Daily usage events log not loading into db

jhennig · November 10, 2025, 9:31pm

Hi,
We have OJS 3.5.0.1 running as a test instance and I have noticed that the usageStats/usageEventLogs files keep piling up. My understanding is that they should be processed into the database and go into the usageStats/archive folder

I have the task runner and job runner turned on:
job_runner = On
task_runner = On

I have tried manually running php lib/pkp/tools/scheduler.php run

but I just get:
2025-11-10 11:35:45 Running [PKP\task\ProcessQueueJobs] … 10.30ms DONE
Also when I run:
php lib/pkp/tools/jobs.php list
I get:
[WARNING] We have 0 queued jobs

I have successfully reprocessed older files by moving them to the stage folder and running
php lib/pkp/tools/reprocessUsageStatsMonth.php YYYYMM
php lib/pkp/tools/jobs.php work

So I know that part works.

When I run:
php lib/pkp/tools/scheduler.php list

I get a list of various tasks which include:
0 0 * * * APP\tasks\UsageStatsLoader … Next Due: 2 hours from now

I’m thinking that there should be a job the goes into the queue triggered by a user http request and when that queue is processed the usageEventLogs would be processed. So I think the problem is getting a the job to process the usageEventLogs into the queue, as the “jobs.php work” command seems to work fine.

Or am I completely misunderstanding the process?

Thanks
Jeremy

dwm · November 11, 2025, 2:54am

I’ll let the experts weigh on, but I wanted to raise that I also noticed a statistical issue after moving to 3.5.

I’ve been working the last few weeks on understanding what happened. I’m worried something is wrong with the institutional stats compiler and I’ve been trying to verify things against access logs and database backups both pre and post my update to 3.5. I can’t say whether it was a problem with the mysql dump and restore or attempting to reprocess, which occured during overlapping work periods in late August-present for me.

I was pulling counter records last month when it became very clear that the records were no longer accurate. I’ve reverted and made other actions to get things fixed, especially since the reprocesser doesn’t back up the tables before it attempts to reprocess. This is key because if you have moved items from the archive file to restage them and they fail, your stats are still gone. [To me this feels unwise given that we don’t have amazing tools to judge the outcome IF you run a multi-installation. The in-built counter stat report tool is still broken.]

While investigating, I slightly modified things with additional logic to prevent unfound issues, articles, and submissions that may have been deleted or permanently moved from causing a sea of foreign key errors.
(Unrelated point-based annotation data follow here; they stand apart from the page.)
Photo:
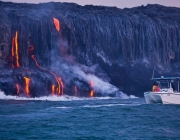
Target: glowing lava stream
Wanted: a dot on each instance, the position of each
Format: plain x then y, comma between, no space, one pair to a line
27,81
57,24
59,81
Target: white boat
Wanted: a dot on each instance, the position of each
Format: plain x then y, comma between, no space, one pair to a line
167,93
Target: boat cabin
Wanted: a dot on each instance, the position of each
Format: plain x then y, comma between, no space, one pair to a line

The processor can really get jammed on an entire historical log of these as it checks and rechecks for things that your database can’t provide. For 60-80k entries per day, let’s say three times each, all month long.

So if you get one stuck in your queue, jobs can backup and fail. If you don’t spot it quickly and your backups aren’t solid, then you can easily lose data, I think. This is especially true the larger your installation. Not sure if ours qualifies, but we run a multi installation with dozens of journals each with plenty of institutional subscribers. I suspect as the access logs cycled out and additional new statiscs were waiting to compile and couldn’t be added to their final tables, the temp tables grew so large that it couldn’t overcome timing out on its queries. I don’t know if this is a batching problem or maybe concurrency, but the reprocessing script can be a real pain if the logs have too many issues or there are too many items in the temporary tables.
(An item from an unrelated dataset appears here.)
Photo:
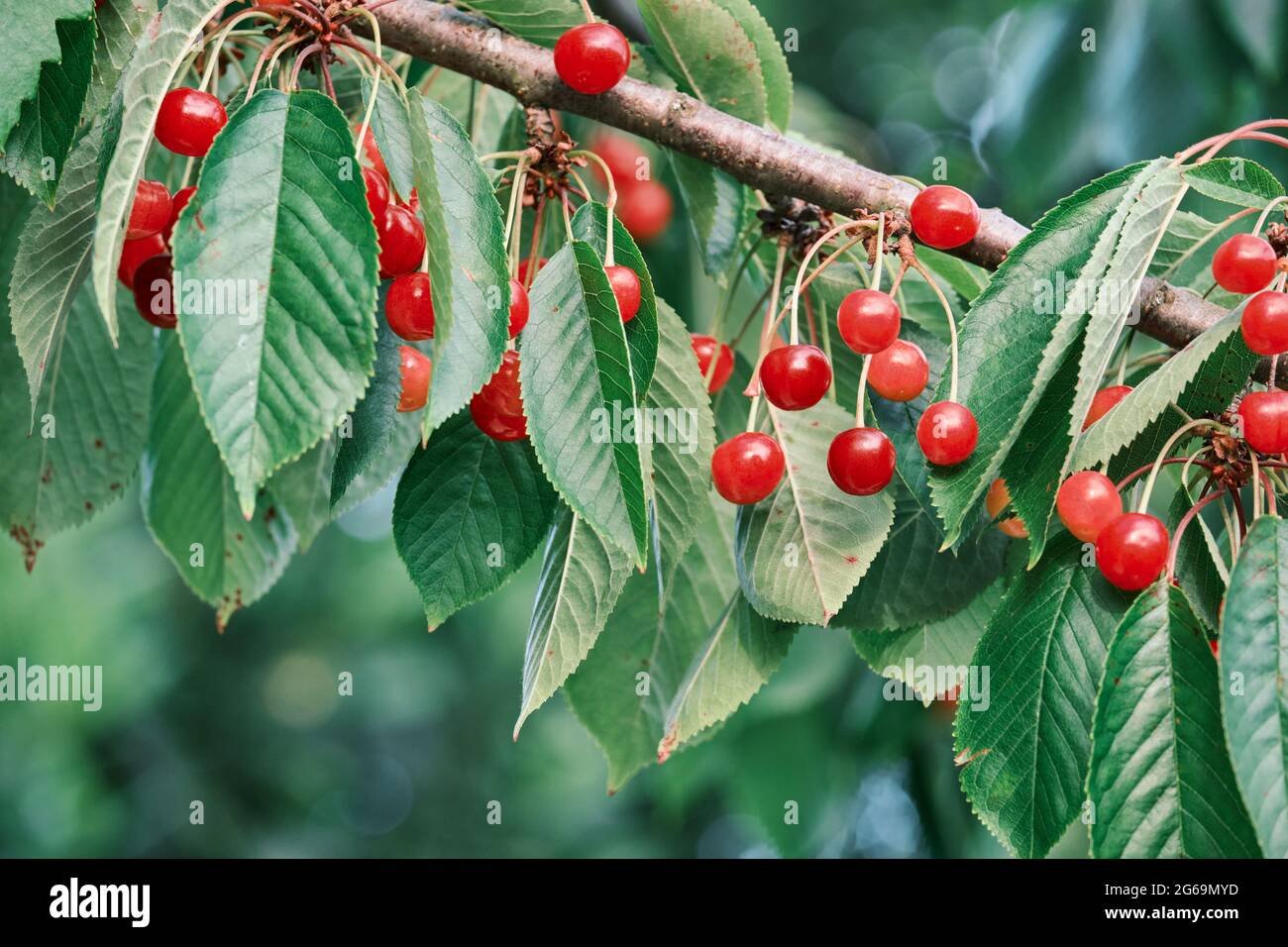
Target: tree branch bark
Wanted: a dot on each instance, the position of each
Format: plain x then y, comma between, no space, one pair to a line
758,158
I want to mention a few things about how to track these issues. Baby steps for me! When you run reprocessUsageStatsMonth.php, it does a bunch of things, but one that is easy to see is this: files get picked up by that script. You can use something simple like this to refresh the directories as it goes:
watch -n 5 "ls /var/www/ojs/files/usageStats/stage/*.log 2>/dev/null | wc -l; echo '---'; ls /var/www/ojs/files/usageStats/dispatch/*.log 2>/dev/null | wc -l; echo '---'; ls /var/www/ojs/files/usageStats/archive/*.log 2>/dev/null | wc -l"

Files should move from stage → dispatch → archive. If stuck in stage, the worker isn’t running. If in dispatch, then they’re awaiting processing. This means the reprocess script pushed its job as a chain of different commands about these files that will all enter into the jobs queue when they’re being worked. They are NOT visible using jobs.php --list yet. Not until they are called by the what the reprocessing script set in motion. If the reprocess fails, you can tell at first because not all your files will make it across to archive. They’ll remain in dispatch.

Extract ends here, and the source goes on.